Chapter 44: The Song Between Our Hands

The day after we returned from the clearing, I couldn't stop replaying every detail in my mind. The quiet moments. The way her fingers found mine in the tall grass. The letter. The promise. All of it sat softly in my chest like a lullaby that refused to end.

Oriana and I didn't speak much at school that morning. We didn't need to. Our eyes met across the courtyard, and something passed between us — a kind of golden stillness, as if we were holding hands in silence even while surrounded by the world's noise.

At lunch, we sat under the tamarind tree together, our shoulders brushing occasionally. The wind carried the faint scent of grilled coconut rice and hibiscus. I peeled a tangerine while she read aloud softly from a poetry book she borrowed from the library, her voice delicate and clear.

"'There are two silences,'" she read, "'one when no word is spoken. The other when perhaps a torrent of words has been spoken, and everything is still…'"

I looked up, and she was already gazing at me, her eyes holding the second silence.

"That one feels familiar," I whispered.

She nodded. "Because we've lived in it."

She reached for a segment of the tangerine, brushing my fingers as she did. A quiet warmth bloomed through me like ink through water.

That evening, Oriana invited me over.

Her voice on the phone had been soft and shy. "Just come," she said. "We'll do homework. Maybe listen to music. I just… I want you near."

I arrived just as the sun dipped behind the horizon, turning the sky into an endless ribbon of orange and violet. Her house was already glowing with warm lights, the scent of lemongrass and steamed jasmine rice drifting from the kitchen.

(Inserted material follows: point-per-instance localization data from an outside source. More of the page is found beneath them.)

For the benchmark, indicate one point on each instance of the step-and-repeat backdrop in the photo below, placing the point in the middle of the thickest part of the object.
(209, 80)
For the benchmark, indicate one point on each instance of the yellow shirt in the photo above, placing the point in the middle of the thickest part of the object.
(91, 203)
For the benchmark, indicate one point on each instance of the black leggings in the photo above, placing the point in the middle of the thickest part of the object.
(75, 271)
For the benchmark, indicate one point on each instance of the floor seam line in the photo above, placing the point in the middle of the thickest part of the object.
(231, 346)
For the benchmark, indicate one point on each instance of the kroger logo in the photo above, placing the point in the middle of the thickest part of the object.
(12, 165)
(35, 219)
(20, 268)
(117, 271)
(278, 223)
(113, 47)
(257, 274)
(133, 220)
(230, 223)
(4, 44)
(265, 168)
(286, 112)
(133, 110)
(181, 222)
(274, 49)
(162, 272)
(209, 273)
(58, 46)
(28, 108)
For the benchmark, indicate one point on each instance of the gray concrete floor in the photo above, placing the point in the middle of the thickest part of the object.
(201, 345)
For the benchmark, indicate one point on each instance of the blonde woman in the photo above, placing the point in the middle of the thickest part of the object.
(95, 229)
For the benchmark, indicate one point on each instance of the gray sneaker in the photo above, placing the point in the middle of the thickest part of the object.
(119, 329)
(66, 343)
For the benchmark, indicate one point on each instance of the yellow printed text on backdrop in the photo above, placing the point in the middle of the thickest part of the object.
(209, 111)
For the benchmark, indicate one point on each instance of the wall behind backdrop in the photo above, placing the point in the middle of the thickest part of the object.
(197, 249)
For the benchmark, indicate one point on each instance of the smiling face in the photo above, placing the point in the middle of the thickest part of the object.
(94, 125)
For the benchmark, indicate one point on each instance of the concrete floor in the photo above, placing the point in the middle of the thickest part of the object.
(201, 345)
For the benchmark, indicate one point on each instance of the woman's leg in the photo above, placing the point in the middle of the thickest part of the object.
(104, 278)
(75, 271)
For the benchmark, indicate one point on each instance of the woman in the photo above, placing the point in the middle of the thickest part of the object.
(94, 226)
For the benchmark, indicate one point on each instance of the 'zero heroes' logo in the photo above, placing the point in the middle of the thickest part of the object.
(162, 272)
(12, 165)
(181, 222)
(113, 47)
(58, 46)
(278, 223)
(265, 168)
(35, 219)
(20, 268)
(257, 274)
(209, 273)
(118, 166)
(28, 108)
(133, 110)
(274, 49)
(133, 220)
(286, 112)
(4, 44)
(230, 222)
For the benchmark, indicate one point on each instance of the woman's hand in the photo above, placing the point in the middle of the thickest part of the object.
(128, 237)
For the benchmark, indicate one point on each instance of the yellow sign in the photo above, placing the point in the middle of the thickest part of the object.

Her grandmother greeted me with a smile and a wink, as if she already knew everything without needing to ask.

"She's upstairs," she said with a knowing tone. "Try not to distract her too much from her homework."

I blushed. "I'll try."

But I knew I wouldn't.

Oriana's room was small but full of stories. Paper cranes hung from the ceiling. Shelves filled with music sheets, books in three languages, and tiny glass bottles that held dried petals. On the windowsill, a worn music box stood next to a faded photo of her as a little girl — already smiling like she knew how to carry joy in secret.

She was sitting cross-legged on the bed, wearing a soft cotton T-shirt and shorts, her hair pulled into a loose braid. When she saw me, her whole face lit up.

"You came," she said.

"I'd always come to you."

I sat beside her, close enough to feel the warmth from her skin. She handed me a notebook, half-filled with her slanted handwriting.

"Help me with this essay?" she asked, her voice playful.

I glanced at the topic — "What makes a moment unforgettable?"

I looked at her.

"You do."

She rolled her eyes, blushing. "Anya…"

But I meant it.

We worked on the essay together for a while, her head occasionally bumping against mine, her laughter bubbling whenever I suggested something overly poetic. Every moment felt like it had weight — not heavy, but meaningful. Like time itself was taking notes.

When the homework was done and the sky had gone dark, she pulled out her small speaker and connected her phone. Soft music filled the room — gentle Thai indie ballads, full of quiet longing and tender metaphors.

"I want to dance," she said suddenly.

I blinked. "Here?"

She stood and held out her hand. "Why not?"

I hesitated, heart racing.

"I don't really know how," I admitted.

"You don't need to. Just follow me."

Her fingers wrapped around mine, and she pulled me into the center of the room. We swayed slowly, bodies close, our feet moving more from emotion than rhythm. Her other hand rested on my waist, and I felt her breath against my neck.

"See?" she whispered. "It's just a song between our hands."

We kept dancing. Song after song.

At one point, she laid her head on my shoulder and murmured, "I wish this could be every night. Just us. The music. Nothing else."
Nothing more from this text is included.